In other words, Assad should contemplate the fate of Saddam Hussein and Muammar Gaddafi, both lynched after the US-backed overthrow of their regimes. So much for the professed concern for democracy and human rights!
The intervention of Morell and of the 50 Republicans, in and of itself, constitutes an unprecedented public effort by the military-intelligence apparatus to influence the outcome of a presidential election. This has enormous historical significance, demonstrating the deep crisis of the US political system, in which the tensions generated by extreme social inequality, prolonged economic slump and endless war abroad are short-circuiting “normal” democratic processes.
Donald Trump is one manifestation of this tendency. The billionaire demagogue is not an aberration, but the product of the promotion and cultivation of ultra-right, racist and fascist elements within the Republican Party over many decades. The Republican establishment was happy to encourage such tendencies and make them its electoral base, only having second thoughts when the most politically-deranged faction began to take over.
Clinton is another manifestation of this historical crisis of American democracy. Following the capitulation of Bernie Sanders, whose self-proclaimed “political revolution” has found its culmination in support for a Wall Street bagwoman, Clinton has turned sharply to the right, appealing to billionaires, Republican reactionaries, and “retired” generals and spies to unite behind her campaign, while letting it be known that she will accelerate the drive to war in the Middle East, Eastern Europe and the Far East.

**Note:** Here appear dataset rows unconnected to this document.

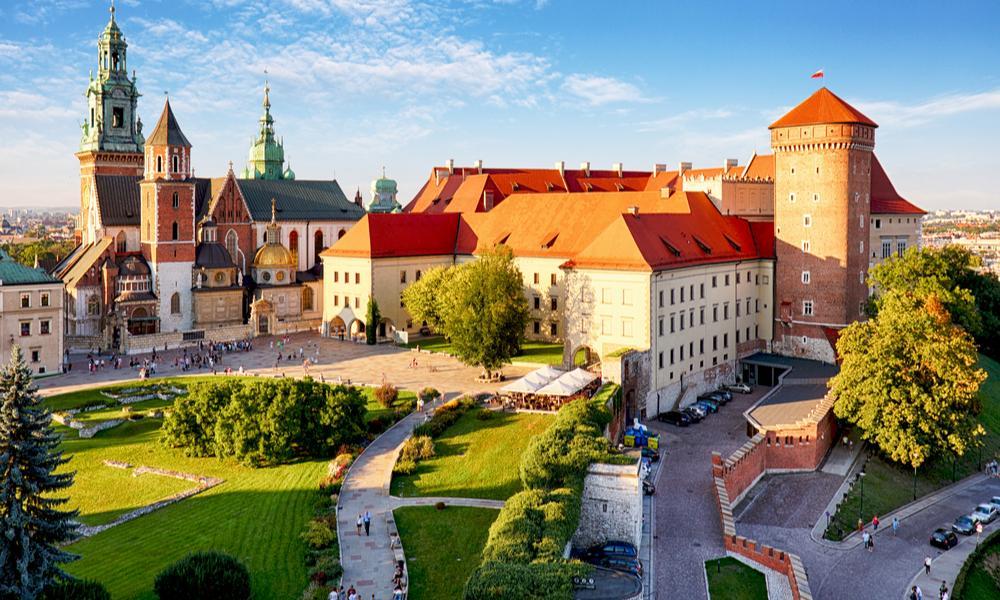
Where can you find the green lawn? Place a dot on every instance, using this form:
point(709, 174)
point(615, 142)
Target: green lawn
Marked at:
point(729, 579)
point(887, 486)
point(256, 515)
point(439, 570)
point(475, 458)
point(537, 352)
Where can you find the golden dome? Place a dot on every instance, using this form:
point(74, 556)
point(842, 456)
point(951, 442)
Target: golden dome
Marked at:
point(273, 255)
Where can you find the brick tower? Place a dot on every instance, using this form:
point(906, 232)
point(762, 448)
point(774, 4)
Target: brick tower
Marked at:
point(822, 202)
point(167, 222)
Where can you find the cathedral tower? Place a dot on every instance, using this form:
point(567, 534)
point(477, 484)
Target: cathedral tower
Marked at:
point(167, 221)
point(111, 133)
point(822, 202)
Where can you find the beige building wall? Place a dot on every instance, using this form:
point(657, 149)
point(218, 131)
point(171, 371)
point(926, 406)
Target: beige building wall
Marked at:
point(41, 338)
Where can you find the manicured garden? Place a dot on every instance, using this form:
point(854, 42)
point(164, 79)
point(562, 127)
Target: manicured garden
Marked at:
point(887, 485)
point(439, 569)
point(729, 579)
point(256, 515)
point(477, 457)
point(536, 352)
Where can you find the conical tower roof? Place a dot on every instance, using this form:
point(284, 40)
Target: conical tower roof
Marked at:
point(167, 132)
point(822, 107)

The breakdown of basic bourgeois-democratic norms is evident in every aspect of the two-party presidential campaign. The two camps speak the language of civil war, denouncing each other in terms which effectively deny the legitimacy of the other party.
Trump and his top aides have begun denouncing the election as “rigged,” 90 days before votes are cast, while threatening a “bloodbath” on a Clinton inauguration day. At the same time, former national security officials warn of a “crisis in civil-military relations” in the event of a Trump victory. In other words, they are preparing in advance the justification for a preventive military coup.

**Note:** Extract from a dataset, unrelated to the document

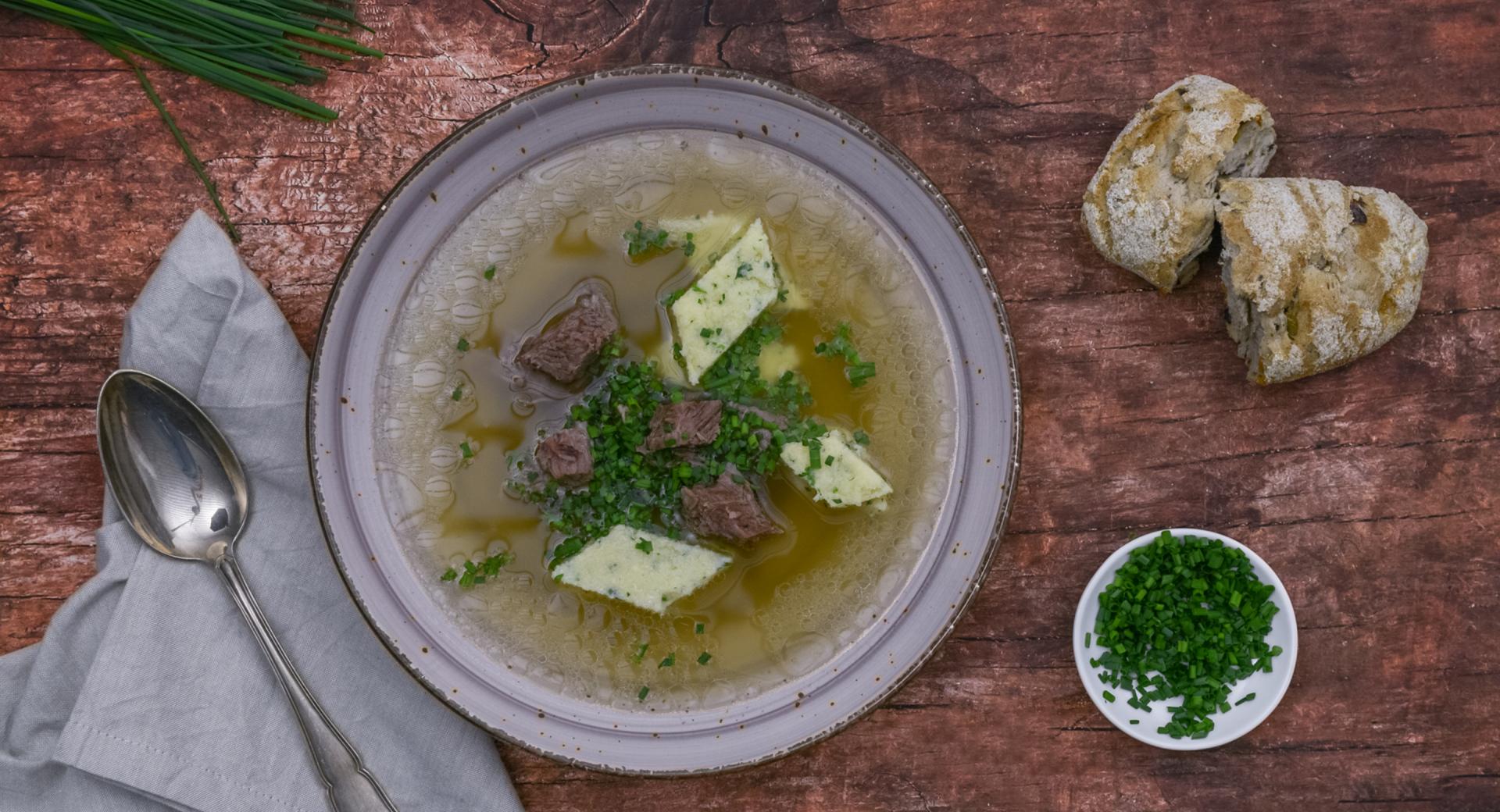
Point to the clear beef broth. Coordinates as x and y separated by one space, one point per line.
788 601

The savage infighting within the ruling elite is the hallmark of an historic political crisis, in which the working class must not align itself with either of the right-wing factions. Neither the fascistic Trump nor the militarist Clinton offers a way forward to defend the interests of working people: jobs, decent living standards, democratic rights and an end to imperialist wars.

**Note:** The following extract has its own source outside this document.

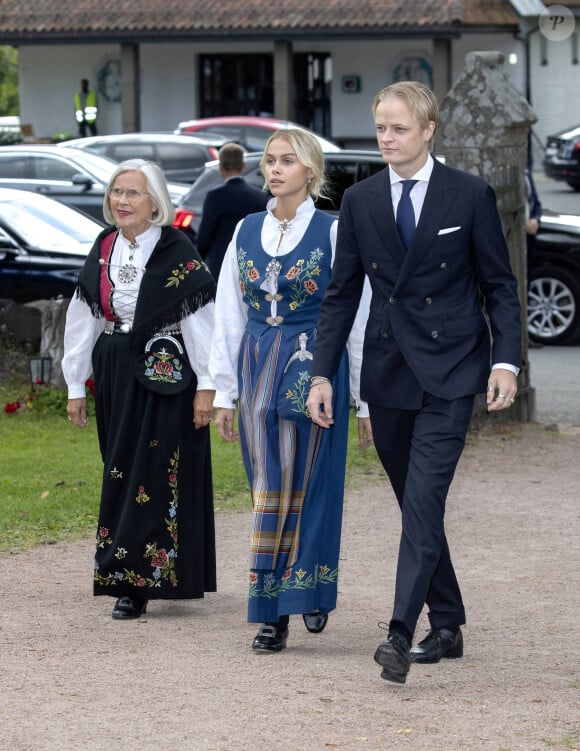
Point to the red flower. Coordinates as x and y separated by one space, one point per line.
310 286
253 274
160 559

The central issue in the 2016 campaign is the struggle for the political independence of the working class from the reactionary filth of capitalist politics. This requires a break from the two-party system and a political struggle against capitalism. This is the focus of the presidential campaign of the Socialist Equality Party and our candidates, Jerry White for President and Niles Niemuth for Vice President.
Whatever the outcome of the 2016 elections, whether President Hillary Clinton, as now seems more likely, or President Trump, or some unexpected alternative representative of the US ruling class, the next government in Washington will be the most reactionary in US history.
The decisive question is the preparation of a political movement of workers and youth, which clearly understands the need to oppose the new administration from the very beginning, to intensify the class struggle against corporate America and its political defenders, both the two major parties, Democrats and Republicans, and political satellites like the Libertarians and Greens.
Everything depends on the building of the independent, revolutionary socialist party of the working class: the Socialist Equality Party. We call on all readers of the World Socialist Web Site to support and build this campaign and to join the SEP.